My EDC is Only For My Family and Me—
As I mentioned in so many other posts, I’m all about avoidance, and not involving myself in other people’s problems. Our primary focus should be defending ourselves and those we are directly responsible for. I understand this man was actually defending himself from Braxton, not necessarily the woman.
However, the woman drew the man into the situation when she asked for help. We don’t know how visibly injured the woman was, if at all, or what she said to the man walking his dog. But we know she asked him for help. If we find ourselves in a similar situation, we will have to decide what our answer will be.
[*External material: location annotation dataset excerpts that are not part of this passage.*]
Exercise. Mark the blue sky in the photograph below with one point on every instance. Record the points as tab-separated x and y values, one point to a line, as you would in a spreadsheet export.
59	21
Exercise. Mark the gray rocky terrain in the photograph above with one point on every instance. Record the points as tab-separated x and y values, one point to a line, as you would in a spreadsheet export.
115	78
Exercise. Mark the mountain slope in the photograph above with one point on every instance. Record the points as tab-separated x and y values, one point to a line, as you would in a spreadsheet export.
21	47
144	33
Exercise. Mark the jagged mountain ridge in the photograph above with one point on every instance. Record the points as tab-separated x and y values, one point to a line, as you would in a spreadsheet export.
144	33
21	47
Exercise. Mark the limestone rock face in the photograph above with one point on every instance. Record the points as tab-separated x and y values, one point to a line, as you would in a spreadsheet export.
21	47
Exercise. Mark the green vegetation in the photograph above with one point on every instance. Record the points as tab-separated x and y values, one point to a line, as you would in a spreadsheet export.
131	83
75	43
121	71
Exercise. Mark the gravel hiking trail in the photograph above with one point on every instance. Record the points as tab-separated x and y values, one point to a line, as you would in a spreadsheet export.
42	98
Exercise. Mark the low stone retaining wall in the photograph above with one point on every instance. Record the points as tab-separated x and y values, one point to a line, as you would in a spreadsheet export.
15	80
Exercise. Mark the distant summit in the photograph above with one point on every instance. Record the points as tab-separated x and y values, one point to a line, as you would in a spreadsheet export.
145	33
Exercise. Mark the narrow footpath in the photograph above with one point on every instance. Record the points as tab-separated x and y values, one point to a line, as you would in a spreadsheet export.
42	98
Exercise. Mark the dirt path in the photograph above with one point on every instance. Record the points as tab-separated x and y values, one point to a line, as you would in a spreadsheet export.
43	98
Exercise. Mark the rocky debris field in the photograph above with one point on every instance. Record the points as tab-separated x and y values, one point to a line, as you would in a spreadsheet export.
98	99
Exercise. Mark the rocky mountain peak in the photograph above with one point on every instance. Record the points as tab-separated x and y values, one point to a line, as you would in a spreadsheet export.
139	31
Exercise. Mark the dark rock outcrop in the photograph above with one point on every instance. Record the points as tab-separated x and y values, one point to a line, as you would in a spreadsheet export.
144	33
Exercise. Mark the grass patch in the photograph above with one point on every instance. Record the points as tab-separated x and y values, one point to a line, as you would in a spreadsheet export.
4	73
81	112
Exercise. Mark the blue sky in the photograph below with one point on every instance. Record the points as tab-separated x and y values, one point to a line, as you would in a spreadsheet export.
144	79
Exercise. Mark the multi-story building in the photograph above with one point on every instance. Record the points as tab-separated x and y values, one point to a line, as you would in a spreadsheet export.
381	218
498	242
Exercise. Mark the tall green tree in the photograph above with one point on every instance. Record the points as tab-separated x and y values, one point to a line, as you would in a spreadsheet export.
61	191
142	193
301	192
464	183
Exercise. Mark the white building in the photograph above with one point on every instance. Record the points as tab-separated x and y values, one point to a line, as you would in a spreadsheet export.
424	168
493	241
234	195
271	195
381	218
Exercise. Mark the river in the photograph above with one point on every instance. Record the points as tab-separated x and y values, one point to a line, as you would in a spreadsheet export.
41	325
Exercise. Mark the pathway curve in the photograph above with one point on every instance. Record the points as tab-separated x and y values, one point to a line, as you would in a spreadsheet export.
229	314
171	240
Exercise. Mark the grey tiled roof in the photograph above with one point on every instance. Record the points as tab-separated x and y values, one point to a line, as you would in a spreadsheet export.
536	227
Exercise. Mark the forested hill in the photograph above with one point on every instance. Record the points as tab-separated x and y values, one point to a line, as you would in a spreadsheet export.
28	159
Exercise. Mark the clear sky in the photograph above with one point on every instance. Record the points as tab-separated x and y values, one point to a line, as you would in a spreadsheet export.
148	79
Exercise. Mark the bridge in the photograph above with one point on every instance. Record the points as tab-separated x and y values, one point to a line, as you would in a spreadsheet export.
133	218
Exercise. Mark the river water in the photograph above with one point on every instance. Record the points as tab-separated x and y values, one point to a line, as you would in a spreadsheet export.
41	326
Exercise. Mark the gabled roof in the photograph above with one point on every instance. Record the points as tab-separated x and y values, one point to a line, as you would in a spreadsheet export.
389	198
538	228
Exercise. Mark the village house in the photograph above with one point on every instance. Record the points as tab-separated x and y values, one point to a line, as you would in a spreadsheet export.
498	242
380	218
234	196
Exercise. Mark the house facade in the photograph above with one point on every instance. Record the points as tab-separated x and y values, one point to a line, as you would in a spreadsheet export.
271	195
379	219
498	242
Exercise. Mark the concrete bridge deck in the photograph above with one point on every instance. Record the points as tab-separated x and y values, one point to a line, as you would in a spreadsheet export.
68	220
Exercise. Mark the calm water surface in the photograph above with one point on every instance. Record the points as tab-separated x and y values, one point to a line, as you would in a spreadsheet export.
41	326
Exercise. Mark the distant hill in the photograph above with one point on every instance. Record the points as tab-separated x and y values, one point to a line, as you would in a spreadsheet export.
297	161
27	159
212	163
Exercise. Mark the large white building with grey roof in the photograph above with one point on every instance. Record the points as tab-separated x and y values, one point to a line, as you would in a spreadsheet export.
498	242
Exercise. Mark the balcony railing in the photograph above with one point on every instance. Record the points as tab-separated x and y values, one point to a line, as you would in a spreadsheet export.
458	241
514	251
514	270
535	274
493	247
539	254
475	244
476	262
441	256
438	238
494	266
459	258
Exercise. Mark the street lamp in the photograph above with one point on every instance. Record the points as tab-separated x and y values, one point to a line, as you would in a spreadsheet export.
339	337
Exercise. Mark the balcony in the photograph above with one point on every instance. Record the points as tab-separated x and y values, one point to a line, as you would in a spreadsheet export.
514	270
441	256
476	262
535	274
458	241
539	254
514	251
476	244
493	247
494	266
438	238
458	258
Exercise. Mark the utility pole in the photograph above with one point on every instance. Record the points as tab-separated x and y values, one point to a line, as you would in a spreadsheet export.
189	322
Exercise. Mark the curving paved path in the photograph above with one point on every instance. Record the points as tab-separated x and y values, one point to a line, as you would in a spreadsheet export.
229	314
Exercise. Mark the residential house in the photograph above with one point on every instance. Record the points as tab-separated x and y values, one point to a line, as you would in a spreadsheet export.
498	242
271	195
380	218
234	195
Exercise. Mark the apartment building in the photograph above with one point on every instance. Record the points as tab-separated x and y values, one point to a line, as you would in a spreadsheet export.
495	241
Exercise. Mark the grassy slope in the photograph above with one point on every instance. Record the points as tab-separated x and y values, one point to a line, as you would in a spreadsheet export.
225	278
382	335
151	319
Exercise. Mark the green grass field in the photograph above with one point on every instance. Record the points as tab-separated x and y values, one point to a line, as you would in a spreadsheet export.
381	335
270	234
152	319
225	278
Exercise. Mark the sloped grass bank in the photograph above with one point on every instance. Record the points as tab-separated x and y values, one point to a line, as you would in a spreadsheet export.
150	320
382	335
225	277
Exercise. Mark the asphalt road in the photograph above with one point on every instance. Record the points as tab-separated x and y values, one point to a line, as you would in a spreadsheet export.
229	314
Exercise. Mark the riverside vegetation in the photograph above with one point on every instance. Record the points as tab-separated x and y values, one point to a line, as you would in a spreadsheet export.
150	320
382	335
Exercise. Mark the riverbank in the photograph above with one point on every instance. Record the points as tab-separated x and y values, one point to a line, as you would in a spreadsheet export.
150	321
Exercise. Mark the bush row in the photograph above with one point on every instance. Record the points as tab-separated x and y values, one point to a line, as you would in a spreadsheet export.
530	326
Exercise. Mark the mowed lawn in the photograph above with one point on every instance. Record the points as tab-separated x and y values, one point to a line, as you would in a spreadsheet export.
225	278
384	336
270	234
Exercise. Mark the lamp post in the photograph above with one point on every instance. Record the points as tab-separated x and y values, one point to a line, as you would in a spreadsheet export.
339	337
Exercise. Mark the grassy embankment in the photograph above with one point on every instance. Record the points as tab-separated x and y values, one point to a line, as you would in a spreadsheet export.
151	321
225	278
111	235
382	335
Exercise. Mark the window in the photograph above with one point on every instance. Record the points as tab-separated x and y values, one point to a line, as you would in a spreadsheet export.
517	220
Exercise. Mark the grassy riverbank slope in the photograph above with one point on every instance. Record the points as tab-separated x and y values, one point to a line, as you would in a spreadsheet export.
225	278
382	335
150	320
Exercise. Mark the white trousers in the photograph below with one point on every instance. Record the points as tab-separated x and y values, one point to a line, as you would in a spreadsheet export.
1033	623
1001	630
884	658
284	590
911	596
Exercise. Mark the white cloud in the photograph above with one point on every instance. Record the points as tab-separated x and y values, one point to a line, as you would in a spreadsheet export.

Do you say sorry, and walk away, or do you help? Of course, get as much information as possible before deciding. But what about when it’s a situation that escalates quickly? Perhaps you’ve purposed that you will, under no circumstances, intervene in someone else’s issue. If that’s you, your decision-making process is simple. If, however, there are circumstances where you may intervene on a third party’s behalf, it would be a detriment not to have an idea of what you’re willing to get involved in.
We Don’t Know the Day or the Place—
I pray none of you ever has to use deadly force. But if it happens, we won’t know for sure when or how it goes down. It could happen at 3:30AM when you’re half-asleep and taking your dog for a walk. It could happen in the blistering cold, when you’re in your car, at dinner with your family, or taking your child to school. These scenarios require different skills and solutions. Stay away from focusing too much on training for the perfect defensive gun use scenario you have in your head, and rather on developing skills what provide you options in a wide range of situations.
More to Glean—
There is much more to glean from this incident, but if you’ve never thought outside the box, I hope these points get you thinking about your overall defensive mindset.